Minnesota small businesses raised $682 million in operating and asset-based loans from SBA-affiliated private lenders in fiscal 2019, up 11 percent from, 2018, according to the U.S. Small Business Administration.
The number of conventional loans declined about 3 percent to 1,711, while the number of “microloans” through nonprofit community lenders increased slightly to 179 during the year ended Sept. 30.
In Minnesota, one of the Big 10 states of SBA lenders, the SBA guaranteed 1,890 loans compared with 1,946 in 2018. The higher dollar volume owes to more so-called SBA-504 loans; long-term, fixed-interest financing for commercial buildings and equipment that rose by 17 percent to $188 million, as the value of assets also increased in a good economy.
“One of our top goals in Minnesota… is to get more capital into the hands of entrepreneurs to assist with their growth and expansion,” Minnesota SBA District Director Nancy Libersky said. “In support of SBA’s partnership with the [U.S. Department of Agriculture], we made a concerted effort to get capital to small businesses in the state’s rural areas as well.”

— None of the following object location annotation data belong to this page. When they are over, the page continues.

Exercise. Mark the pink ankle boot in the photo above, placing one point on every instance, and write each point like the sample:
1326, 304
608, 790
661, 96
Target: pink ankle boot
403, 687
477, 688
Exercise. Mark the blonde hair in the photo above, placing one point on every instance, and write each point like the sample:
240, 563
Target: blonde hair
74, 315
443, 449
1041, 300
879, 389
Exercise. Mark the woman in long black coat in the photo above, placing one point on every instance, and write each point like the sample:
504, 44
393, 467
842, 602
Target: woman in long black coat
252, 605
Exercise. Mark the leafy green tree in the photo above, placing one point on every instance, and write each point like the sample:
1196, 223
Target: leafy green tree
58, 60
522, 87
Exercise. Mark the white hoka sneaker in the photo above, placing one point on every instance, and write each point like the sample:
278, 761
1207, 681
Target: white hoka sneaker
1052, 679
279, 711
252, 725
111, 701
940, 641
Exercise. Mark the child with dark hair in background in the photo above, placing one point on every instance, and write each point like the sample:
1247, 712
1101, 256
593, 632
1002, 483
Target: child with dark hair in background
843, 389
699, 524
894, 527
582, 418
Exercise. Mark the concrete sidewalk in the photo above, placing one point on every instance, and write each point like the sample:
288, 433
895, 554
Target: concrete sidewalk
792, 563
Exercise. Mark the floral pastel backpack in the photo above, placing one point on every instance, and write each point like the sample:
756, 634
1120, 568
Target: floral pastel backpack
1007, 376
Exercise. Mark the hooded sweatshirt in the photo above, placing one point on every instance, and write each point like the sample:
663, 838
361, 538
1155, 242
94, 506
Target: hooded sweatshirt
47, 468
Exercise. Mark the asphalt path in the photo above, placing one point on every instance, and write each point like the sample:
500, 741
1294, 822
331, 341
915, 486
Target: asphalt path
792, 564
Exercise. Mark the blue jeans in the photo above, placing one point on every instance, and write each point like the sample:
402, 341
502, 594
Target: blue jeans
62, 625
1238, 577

Libersky is retiring this year after 10 years running the Minnesota district and 30 years with SBA.
The SBA continues to grow its participation with several nonprofit microloan financiers who make small loans to emerging concerns, often owned by women and minorities.
Libersky has said SBA loans perform at least as well as conventional loans because lenders and the SBA scrutinize borrowers.
The SBA guarantee usually allows a banker to offer a longer term and lower rate.